MongoDB Schema Design at BusyConf
BusyConf currently handles 4 major pieces of conference planning – it collects speaker proposals, allows the review committee to rate speaker proposals, builds an offline-enabled and archived HTML5 schedule (iPhone, Android, iPad, Desktop), and handles attendee ticket registration including payments, refunds, etc.
We attend conferences, and as attendees, the schedule at the conference is often lacking. It’s poorly organized, lacks information, and requires Internet access. This makes it hard as an attendee to choose the talks that you want to go to. BusyConf is an attempt to solve that problem while also making it easier for conference organizers to run a conference. We handle the calls for proposal, we allow organizers to rate proposals, we give them an interface to turn activities into a schedule, and we publish that schedule in many formats. We also handle ticket registration and credit card payments.
MongoDB was a huge win for us while designing our application. The goal of this post is to explain why we chose MongoDB, how we use it at BusyConf, what design decisions we considered, and what the alternatives might have been.
Here’s a common myth that I’ve heard before: “MongoDB design is easy because its schema-less.” I disagree with this. It’s true that a thoughtful design will yield a longer term gain in easier development, but it can be tricky to conjure up with such a design. I find it much easier to get a relational design right the first time, but the costs of maintaining a relational design can sometimes be higher.
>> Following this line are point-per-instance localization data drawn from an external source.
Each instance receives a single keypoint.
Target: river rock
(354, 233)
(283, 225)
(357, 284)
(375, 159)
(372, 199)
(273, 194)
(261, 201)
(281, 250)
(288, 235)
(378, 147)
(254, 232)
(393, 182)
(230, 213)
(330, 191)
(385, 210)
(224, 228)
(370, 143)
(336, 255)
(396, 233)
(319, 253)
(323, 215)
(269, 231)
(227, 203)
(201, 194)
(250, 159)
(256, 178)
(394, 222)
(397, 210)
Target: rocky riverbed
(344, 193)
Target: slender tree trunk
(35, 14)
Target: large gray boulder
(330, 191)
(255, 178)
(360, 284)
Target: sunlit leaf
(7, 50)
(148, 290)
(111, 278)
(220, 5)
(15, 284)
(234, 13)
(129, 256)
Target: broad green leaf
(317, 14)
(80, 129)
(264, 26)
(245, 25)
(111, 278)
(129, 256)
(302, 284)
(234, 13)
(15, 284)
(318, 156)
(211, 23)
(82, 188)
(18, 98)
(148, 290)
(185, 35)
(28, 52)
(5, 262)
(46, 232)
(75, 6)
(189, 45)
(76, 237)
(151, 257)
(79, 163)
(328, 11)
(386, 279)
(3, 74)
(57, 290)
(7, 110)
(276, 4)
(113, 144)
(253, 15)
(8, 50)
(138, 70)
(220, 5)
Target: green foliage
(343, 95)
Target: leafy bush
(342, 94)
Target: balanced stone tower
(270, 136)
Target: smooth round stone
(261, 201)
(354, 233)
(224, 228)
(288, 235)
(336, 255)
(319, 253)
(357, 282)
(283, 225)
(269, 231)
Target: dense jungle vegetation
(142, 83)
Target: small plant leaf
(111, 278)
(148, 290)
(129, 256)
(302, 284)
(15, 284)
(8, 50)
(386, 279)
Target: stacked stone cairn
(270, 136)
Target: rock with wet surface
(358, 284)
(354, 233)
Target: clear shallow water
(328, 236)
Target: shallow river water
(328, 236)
“You could use a relational database for that! Why use a document store?”
MongoDB’s speed and scalability are wins, but for us, it’s not as important as the win we get from rapid development. Rapid development comes from the ability to represent richer data models that more closely match the business problems and the patterns of access.
Many people say things like: “You could use a relational database for that! Why use a document store?” MongoDB has become our default database for greenfield development. We now make ourselves justify the use of relational. Instead of, “Why MongoDB?” we ask, “Why NOT MongoDB?”
The Logical Model
This post only covers the design of our database that represents a conference schedule. The data model that represents a conference schedule is roughly a tree – very nested. Imagine a typical conference or convention that you attended in the past. Events have days, days have tracks, tracks have time slots, time slots have activities, and activities have speakers. In addition, days can also have global time slots (like Lunches, Breaks, and Keynotes).
When we access our data for rendering a schedule, we need to pull all of this at once, because we want a seamless, cached experience for the conference attendee.
The Relational Option
What might the above logical model look like in a relational database? The nice thing about a relational model is that they are fairly easy to design. This is how we might have modeled our data given a relational database.
What kind of queries would be required to pull all the data from this design?
It looks pretty straight forward until you imagine having to pull all this data at once to render a full schedule. What kind of query or queries would be required from a relational database? Would you use one big nasty join, or lots of individual queries? Neither seem like a great option.
To add to the problem, little things like the position of tracks are not easily represented. Neither is the potential explosion of meta data that could come from each object.
First Attempt with MongoDB
Representing our logical model directly within MongoDB was our first instinct, BUT putting this into practice actually led us down a road of unnecessary complexities:
This first attempt was a mistake.
While we solved the problem of quickly accessing the entire event, we no longer have an easy way of accessing an individual activity or speaker. We can quickly see the complexities in the drawing above.
Current Design with MongoDB
We iterated on the design many times, but in the end, we took a fairly unique approach.
Instead of one collection, we broke out Activities and Speakers.1 This matched our patterns of access much better. Instead of deeply nesting every object, we chose to embed arrays of days, tracks, and time slots immediately under the event document.
Each object has a unique ID. Everything is more easily addressable, because we have less nesting. The logical model is represented with pointers from one nested document to another. Of course, we don’t actually see our logical model until we piece it together on the client side, but that is okay because we don’t need the full logical model until until we put the leg work in to render the schedules in the browser.
MongoDB can be somewhat tricky when it comes to the up front design, but if done right, it has some great benefits both in defining and matching your unique access patterns along with fairly decent long-term maintenance benefits.
Later, we decided to embed Speakers under Activities to improve our patterns of access, but ironically, we plan to switch Speakers back out to their own collection again to provide cleaner normalization.↩